What are pseudogenes?
Ordinary structural genes are made of DNA sequences that contain
coded information for making a particular protein molecule. The information includes a
start signal, coding for the sequence of amino acids needed to make up the protein, and a
stop signal. Additional signals that regulate the timing of gene activity are found
adjacent to the gene, and often also at some distance from it. The amino acid-coding
sequence is often broken up into portions known as "exons," which are separated
by spacer sequences known as "introns." Pseudogenes are DNA sequences that
appear similar to functional genes, but contain important defects that appear to make them
incapable of producing a functioning protein (Proudfoot 1980). Defects of pseudogenes may
include lack of a start codon, presence of extra stop signals, and abnormal or absent
flanking regulatory elements. It is thought that mutations in pseudogenes are neutral, and
hence free from selection. The first report of a pseudogene was in 1977 (Jacq, Miller and
Brownlee 1977). Since that time, a large number of pseudogenes have been described in
humans and a wide variety of other species. The supposed defects of pseudogenes have been
used as an argument that nature is too poorly designed to attribute its existence to
special creation by a supernatural Designer (Miller 1994).
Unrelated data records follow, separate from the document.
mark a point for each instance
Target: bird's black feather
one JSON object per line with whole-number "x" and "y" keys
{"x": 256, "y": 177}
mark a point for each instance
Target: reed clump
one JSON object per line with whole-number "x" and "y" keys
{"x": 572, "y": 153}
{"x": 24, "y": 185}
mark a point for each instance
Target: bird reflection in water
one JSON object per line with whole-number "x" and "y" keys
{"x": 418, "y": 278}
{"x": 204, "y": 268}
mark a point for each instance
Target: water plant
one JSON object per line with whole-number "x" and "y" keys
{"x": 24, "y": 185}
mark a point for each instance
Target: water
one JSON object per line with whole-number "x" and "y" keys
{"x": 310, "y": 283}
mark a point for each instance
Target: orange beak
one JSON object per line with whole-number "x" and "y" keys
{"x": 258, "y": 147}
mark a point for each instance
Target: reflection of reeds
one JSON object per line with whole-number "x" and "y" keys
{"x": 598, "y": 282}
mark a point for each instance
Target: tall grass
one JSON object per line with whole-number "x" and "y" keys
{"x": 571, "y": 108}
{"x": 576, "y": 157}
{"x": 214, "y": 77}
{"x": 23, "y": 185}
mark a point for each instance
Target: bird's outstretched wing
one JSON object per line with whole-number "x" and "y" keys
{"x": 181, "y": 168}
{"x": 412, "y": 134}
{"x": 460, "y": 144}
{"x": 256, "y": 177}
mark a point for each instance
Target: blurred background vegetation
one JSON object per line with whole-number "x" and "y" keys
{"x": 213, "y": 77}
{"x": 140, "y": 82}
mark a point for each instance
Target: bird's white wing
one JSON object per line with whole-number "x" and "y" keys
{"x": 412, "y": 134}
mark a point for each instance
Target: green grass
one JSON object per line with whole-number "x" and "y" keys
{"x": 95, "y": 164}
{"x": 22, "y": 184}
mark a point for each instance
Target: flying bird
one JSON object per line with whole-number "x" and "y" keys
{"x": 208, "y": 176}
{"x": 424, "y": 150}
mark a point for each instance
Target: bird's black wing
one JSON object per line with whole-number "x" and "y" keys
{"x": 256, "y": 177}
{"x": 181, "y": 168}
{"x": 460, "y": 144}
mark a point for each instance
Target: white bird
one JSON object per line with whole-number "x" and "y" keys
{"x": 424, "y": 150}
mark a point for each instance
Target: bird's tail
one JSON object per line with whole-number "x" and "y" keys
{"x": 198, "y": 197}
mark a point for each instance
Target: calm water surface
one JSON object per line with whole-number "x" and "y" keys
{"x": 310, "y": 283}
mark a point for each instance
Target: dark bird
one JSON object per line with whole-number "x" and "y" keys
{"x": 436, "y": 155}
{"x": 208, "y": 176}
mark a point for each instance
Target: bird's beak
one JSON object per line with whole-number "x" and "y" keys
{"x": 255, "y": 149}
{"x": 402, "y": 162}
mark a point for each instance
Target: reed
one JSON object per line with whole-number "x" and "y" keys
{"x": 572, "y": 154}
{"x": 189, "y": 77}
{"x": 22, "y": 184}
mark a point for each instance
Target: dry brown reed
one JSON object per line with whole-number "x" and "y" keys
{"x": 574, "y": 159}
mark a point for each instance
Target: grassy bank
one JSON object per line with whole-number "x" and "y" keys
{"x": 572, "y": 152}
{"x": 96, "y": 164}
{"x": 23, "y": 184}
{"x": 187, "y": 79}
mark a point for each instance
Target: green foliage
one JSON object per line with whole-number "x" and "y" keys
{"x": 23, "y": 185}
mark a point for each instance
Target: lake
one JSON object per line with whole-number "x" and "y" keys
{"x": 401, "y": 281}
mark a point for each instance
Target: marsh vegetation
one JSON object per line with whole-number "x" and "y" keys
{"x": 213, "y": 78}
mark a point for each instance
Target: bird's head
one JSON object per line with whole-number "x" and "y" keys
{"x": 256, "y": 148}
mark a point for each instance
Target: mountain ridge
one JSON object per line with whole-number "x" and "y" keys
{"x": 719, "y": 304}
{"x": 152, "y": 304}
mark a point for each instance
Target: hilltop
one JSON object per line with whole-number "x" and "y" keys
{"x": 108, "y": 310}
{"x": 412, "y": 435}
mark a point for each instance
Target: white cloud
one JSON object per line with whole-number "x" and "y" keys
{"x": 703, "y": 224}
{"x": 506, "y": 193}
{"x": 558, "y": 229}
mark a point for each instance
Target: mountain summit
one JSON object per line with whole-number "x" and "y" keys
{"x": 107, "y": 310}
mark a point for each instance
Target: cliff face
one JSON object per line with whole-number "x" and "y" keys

Two types of pseudogenes are known: unprocessed pseudogenes and
processed pseudogenes. Processed pseudogenes are found on different chromosomes from their
functional counterparts. They are called "processed" because they appear to be
altered copies of active genes. They lack introns (spacer sequences within a gene) and
certain regulatory sequences located in front of the gene, they often terminate in a
series of adenines, and are flanked by direct repeats. ("Direct repeats" are
associated with movable genetic elements, which may in some cases play a role in inserting
a pseudogene into a chromosome.) Processed pseudogenes may be complete copies of the
coding sequence, or may be incomplete copies, or may have additional inserted sequences.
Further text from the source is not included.